The SC also asked the central government to prepare a buffer stock of oxygen for emergency purposes and decentralise location of the emergency stocks.

"The emergency stocks shall be created within the next four days and are to be replenished on a day to day basis, in addition to the existing allocation of oxygen supply to the states," Live Law said.

Apart from this, the apex court also asked the central and state governments to notify all Chief Secretaries, Director Generals of Police and Commissioners of Police that any clampdown on information on the social media or harassment caused to individuals seeking or delivering help on any platform, will attract a coercive exercise of jurisdiction by the court.

The Registrar (Judicial) has been directed to place a copy of the Supreme Court order before all District Magistrates in the country.
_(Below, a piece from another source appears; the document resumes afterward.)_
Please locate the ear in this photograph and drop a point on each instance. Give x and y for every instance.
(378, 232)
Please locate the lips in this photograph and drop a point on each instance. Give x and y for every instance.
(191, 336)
"The central government shall, within two weeks, formulate a national policy on admissions to hospitals, which shall be followed by all state governments," the SC bench added.

The bench clearly noted that till the time such a policy was formulated by the central government, no patient shall be denied hospitalisation or essential drugs in any state or Union Territory (UT) for lack of local residential proof of that state or UT, or even in the absence of identity proof.

"The central government shall revisit its initiatives and protocols, including on the availability of oxygen, availability and pricing of vaccines, availability of essential drugs at affordable prices and respond on all the other issues before the next date of the hearing," the legal website quoted the bench as saying.

The SC also asked the Centre to clarify how pricing and procurement was determined, directing both the Centre and state governments to put on record the efforts taken to curb the spread of the virus and the measures that they plan to take to counter the pandemic in the near future.

On the issue of imposition of lockdown, the apex court said that governments might also consider imposing a lockdown to curb the virus in the Second Wave in the interest of public welfare, but would have to make prior arrangements to cater to the needs of marginalised communities.